A deepfake study investigates how reliably people recognize fakes. Here’s how you can test yourself.
Artificial Intelligence automates and simplifies the creation of fake texts, fake audios and manipulated videos. The necessary tools and methods are readily available and improving constantly. Experts have therefore long warned against the possible misuse of these technologies for political influence.
Whether and how such influence might work depends largely on people’s ability to detect AI fakes. A new study now examines how easily different modalities, such as video, audio and text, can fool people.
Fake benchmark with political deepfakes
For their study, MIT AI researchers recruited nearly 500 participants to rate the authenticity of video, audio and text excerpts of Donald Trump and Joe Biden on a website.
In addition, more than 5,000 people visited the corresponding website and also participated in the deepfake test. All participants knew that half of the media shown was manipulated.
The content came from the Presidential Deepfake Dataset and included 32 videos of speeches by the two politicians – half real, half fake. The MIT researchers also made additional modifications to the videos, reducing the resolution and replacing audio tracks or text.
The approximately 5,700 participants gave a total of 6,792 ratings on the authenticity of the media. According to the researchers, they relied more on how something was said, i.e. the audiovisual cues, than on the actual content of the speech.

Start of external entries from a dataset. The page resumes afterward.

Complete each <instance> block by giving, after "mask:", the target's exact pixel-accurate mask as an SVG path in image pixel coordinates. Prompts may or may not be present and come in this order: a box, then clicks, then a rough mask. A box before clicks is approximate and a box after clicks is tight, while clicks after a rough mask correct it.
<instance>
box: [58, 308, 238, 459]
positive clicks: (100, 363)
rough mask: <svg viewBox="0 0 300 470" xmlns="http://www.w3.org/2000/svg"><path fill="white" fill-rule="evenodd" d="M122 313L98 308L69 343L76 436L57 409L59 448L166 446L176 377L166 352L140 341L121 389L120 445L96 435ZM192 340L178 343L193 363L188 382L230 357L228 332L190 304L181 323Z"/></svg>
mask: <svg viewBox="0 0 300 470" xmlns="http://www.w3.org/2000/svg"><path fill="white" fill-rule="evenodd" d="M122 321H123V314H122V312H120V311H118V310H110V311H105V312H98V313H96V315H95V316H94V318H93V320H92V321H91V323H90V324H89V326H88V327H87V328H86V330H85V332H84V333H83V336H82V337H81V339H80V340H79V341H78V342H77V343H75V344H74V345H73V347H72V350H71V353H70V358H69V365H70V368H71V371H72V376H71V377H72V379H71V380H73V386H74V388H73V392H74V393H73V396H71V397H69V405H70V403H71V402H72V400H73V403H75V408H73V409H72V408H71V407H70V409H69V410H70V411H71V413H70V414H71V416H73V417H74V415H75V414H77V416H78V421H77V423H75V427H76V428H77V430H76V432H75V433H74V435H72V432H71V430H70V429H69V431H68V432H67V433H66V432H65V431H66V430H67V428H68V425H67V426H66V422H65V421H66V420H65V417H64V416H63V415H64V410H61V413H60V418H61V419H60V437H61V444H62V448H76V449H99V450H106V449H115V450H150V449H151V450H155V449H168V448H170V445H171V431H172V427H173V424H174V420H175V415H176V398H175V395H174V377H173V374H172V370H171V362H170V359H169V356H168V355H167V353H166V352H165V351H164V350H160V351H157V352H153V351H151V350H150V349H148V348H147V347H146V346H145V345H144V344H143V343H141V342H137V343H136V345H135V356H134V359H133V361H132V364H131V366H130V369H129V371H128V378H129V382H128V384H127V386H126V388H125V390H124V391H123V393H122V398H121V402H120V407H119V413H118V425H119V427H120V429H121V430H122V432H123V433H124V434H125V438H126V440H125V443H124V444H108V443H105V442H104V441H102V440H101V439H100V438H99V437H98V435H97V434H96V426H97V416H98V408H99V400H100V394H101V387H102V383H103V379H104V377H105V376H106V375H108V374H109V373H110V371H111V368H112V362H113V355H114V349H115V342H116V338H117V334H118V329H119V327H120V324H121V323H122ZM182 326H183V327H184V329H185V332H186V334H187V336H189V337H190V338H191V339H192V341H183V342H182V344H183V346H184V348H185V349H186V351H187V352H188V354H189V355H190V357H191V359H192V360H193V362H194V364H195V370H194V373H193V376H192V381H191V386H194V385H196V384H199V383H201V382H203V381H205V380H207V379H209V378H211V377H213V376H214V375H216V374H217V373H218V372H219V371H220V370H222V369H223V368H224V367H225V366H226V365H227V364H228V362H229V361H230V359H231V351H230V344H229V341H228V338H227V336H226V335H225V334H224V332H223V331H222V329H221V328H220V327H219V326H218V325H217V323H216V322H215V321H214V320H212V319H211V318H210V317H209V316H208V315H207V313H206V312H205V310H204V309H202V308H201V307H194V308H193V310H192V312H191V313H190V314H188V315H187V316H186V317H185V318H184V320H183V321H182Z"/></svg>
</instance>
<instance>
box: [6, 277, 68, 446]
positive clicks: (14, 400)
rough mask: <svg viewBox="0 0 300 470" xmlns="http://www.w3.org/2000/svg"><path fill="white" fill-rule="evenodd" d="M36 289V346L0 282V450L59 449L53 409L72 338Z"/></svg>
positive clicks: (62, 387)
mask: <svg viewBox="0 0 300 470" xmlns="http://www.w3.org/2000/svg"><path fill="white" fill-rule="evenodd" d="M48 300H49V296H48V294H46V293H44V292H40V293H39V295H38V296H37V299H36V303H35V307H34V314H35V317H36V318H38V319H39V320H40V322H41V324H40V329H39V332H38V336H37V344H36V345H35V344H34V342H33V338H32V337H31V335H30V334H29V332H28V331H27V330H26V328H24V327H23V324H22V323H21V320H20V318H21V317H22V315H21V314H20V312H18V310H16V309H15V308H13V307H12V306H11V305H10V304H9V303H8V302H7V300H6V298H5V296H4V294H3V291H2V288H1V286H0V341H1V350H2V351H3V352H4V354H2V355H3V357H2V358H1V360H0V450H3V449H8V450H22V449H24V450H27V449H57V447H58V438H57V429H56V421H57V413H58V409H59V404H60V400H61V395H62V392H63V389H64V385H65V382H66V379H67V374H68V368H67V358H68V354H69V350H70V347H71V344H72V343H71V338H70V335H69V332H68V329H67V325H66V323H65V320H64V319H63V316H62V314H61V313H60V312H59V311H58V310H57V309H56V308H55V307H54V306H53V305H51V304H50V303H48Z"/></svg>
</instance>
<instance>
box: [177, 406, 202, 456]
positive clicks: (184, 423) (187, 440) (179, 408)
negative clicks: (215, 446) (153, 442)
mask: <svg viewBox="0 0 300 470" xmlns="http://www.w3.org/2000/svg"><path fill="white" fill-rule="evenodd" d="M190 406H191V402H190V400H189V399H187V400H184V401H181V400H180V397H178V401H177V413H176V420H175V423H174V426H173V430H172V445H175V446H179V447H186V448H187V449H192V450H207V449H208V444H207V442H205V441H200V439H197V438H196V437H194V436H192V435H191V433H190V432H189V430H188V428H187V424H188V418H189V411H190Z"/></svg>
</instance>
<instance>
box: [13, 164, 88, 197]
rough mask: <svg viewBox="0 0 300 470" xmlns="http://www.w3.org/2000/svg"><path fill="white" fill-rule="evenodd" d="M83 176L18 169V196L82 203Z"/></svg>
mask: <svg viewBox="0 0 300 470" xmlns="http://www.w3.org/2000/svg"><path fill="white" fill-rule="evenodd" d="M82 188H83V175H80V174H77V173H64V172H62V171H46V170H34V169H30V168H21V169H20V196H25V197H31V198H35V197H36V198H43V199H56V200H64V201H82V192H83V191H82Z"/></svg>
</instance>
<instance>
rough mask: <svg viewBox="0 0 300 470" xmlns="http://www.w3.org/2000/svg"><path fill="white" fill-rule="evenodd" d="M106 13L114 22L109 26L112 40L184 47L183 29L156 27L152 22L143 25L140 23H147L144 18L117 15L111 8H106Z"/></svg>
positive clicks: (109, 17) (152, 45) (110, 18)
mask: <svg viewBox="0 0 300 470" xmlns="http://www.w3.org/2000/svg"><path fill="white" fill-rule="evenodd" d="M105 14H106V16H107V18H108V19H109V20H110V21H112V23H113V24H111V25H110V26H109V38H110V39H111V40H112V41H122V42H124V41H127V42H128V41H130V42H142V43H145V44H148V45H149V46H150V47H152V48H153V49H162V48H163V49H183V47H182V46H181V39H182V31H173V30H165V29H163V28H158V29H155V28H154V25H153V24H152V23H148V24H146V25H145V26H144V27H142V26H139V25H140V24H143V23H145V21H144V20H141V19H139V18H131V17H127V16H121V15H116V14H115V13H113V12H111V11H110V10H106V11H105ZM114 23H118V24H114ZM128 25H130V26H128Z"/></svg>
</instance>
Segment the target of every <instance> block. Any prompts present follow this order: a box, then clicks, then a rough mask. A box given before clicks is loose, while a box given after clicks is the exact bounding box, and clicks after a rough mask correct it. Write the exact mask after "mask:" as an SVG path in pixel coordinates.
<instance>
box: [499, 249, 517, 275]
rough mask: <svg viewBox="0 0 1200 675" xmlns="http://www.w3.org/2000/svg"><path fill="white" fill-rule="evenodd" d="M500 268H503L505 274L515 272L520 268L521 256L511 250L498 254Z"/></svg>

However, in cases where the content clearly contradicted public perceptions of politicians’ beliefs, participants relied less on visual cues, the researchers found.
Less complex fakes are better fakes
Two trends emerged in the study: first, the more modalities (audio, video, text) a fake has, the easier it is for people to recognize it as a fake. And second, the technology for audio fakes does not yet match that for visual deepfakes.
For example, participants were worse at recognizing fake text than fake video with a transcript or fake video with an audio track. Fake audio tracks were also recognized as fakes more often than fake videos.
Humans could detect visual inconsistencies created by lip-syncing Deepfake manipulations, the paper says. However, the accuracy for such videos without an audio track is only 64 percent. The accuracy increases to 66 percent when subtitles are added. The accuracy for videos with text and audio, on the other hand, averages 82 percent.
According to the researchers, ratings generally include perceptual cues from video and audio, as well as considerations of content, shaped by the expectations participants have of the speaker. However, when evaluating content alone – i.e., pure text – accuracy is only slightly above chance, averaging 57 percent.
Deepfake detection: Is more media literacy a solution?
A deepfake with audio is therefore detected by a large proportion of participants – but they specifically search for fakes in the experiment and know that half of all content is fake.
The quality of the audio and video fakes used in the experiment also does not reach the quality of the current best deepfakes. The figures could therefore look significantly different in a different context – for example, on a social media platform and with higher-quality videos.
The researchers therefore suggest media literacy programs to encourage reflective thinking and content moderation systems that provide explanations to alert people to questionable content and clues such as image artifacts, semantic errors, or biometric features.
You can try out the Deepfake test on MIT’s Detect Fakes website.
A recent study on the credibility of deepfake portraits shows that people can hardly tell apart AI-faked photos and original photos – even if they know they are looking for fakes. What’s more, they attribute higher trustworthiness to AI-generated faces.